Enamórate con la cabeza y no con el corazón

Cuando ves todo desde la perspectiva del amor, aunque lo neguemos, es fascinante y perfecto. Pensamos que todo lo podemos resolver con un beso, un abrazo o un te amo, aunque es verdad, esos pequeños detalles pueden cambiarnos el día; pero no son suficientes para construir una vida conjunta. Bien dicen las voces de la experiencia: Mijita/o, enamórate con la cabeza y no con el corazón.

Siempre he procurado hacerlo de esa forma; en un inicio no por coherencia, más bien por auto protección: Si pensaba y analizaba de quién me enamoraba, sería más fácil deducir qué rumbo tomaría al relación; si, pese a mis deducciones, las cosas iban mal no había problema, mi mente actuaba y me hacía comprender que era lo mejor. Sin embargo, no puedo decir que no hubo rupturas que le ganaron la batalla a mi cabeza y terminaron lastimando mi corazón.

Un día sin previo aviso, me enamoré de una manera loca; sí, literalmente loca, al punto que un “sensato” no podría entender las razones ilógicas del sentimiento. Subí y subí y subí hasta el cielo, perdí la cabeza y me acomodé en mi globo aerostático. Navegué por el cielo, hasta que un día una flecha me chocó y mi globo se precipitó.

Caí al suelo y mi cabeza se recuperó. Entonces, empecé a entender claramente el sentimiento y ese enamoramiento se transformó en amor. Ya no había lo fascinante ni perfecto, simplemente era la normalidad con un toque de magia, gracias a la comprensión de nuestras virtudes, la aceptación de nuestras falencias y la adaptación de nuestros ideales a un gran objetivo común.

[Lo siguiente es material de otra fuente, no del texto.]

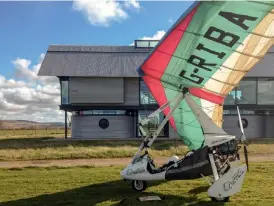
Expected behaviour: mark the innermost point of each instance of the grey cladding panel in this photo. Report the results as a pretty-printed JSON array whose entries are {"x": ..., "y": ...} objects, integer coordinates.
[
  {"x": 92, "y": 64},
  {"x": 88, "y": 127},
  {"x": 256, "y": 126},
  {"x": 96, "y": 90}
]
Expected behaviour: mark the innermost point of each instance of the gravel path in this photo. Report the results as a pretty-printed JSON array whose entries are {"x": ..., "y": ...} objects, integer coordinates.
[{"x": 105, "y": 162}]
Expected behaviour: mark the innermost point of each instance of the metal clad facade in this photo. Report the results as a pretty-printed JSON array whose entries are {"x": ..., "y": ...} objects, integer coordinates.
[
  {"x": 131, "y": 91},
  {"x": 88, "y": 127},
  {"x": 256, "y": 126},
  {"x": 96, "y": 90},
  {"x": 105, "y": 91}
]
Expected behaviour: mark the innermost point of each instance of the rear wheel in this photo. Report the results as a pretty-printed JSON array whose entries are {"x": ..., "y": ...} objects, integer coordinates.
[{"x": 139, "y": 185}]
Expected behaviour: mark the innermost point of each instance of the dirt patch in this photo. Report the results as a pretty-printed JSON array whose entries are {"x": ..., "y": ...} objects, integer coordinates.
[{"x": 105, "y": 162}]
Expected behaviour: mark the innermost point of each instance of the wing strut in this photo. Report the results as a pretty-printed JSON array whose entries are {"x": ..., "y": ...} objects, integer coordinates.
[{"x": 147, "y": 142}]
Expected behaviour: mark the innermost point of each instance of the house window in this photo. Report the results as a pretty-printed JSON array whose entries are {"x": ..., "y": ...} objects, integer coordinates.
[
  {"x": 265, "y": 91},
  {"x": 64, "y": 92}
]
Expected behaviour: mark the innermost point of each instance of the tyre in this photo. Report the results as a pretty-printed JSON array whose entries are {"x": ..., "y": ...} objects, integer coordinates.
[
  {"x": 139, "y": 185},
  {"x": 219, "y": 199}
]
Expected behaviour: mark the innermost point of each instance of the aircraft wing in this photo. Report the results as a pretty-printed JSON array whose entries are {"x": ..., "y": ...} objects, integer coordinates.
[{"x": 209, "y": 50}]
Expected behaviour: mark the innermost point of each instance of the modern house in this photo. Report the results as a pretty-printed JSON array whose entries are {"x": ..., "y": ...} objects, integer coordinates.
[{"x": 101, "y": 87}]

El amar genera ese equilibrio necesario para reconocerse como maduro sentimentalmente, proyectarse en pareja, conocer las limitaciones del entorno y saber superarlas, dejar de lado el egoísmo y enfocar las acciones en favor de dos y muchas otras cosas que, en general, nos vuelven mejores para uno mismo y alguien más.

Me di cuenta que solo de esa forma quería y podía empezar una vida contigo, una vida en la que tengamos claro a dónde vamos y cómo lo hacemos. No importa cuáles sean los problemas o las circunstancias que no podremos controlar, porque si tenemos claro nuestros fines conjuntos, sea como sea tendremos que llegar. Toma mi mano y vamos, que en el camino puedo enamorarme de nuevo de ti de una y mil formas, pero amarte solo puedo hacerlo con la cabeza y el corazón.

Prometo buscar por cada rincón de esta habitación una vida contigo, que quiero seguir cuidando de ti, poder compartir una vida contigo.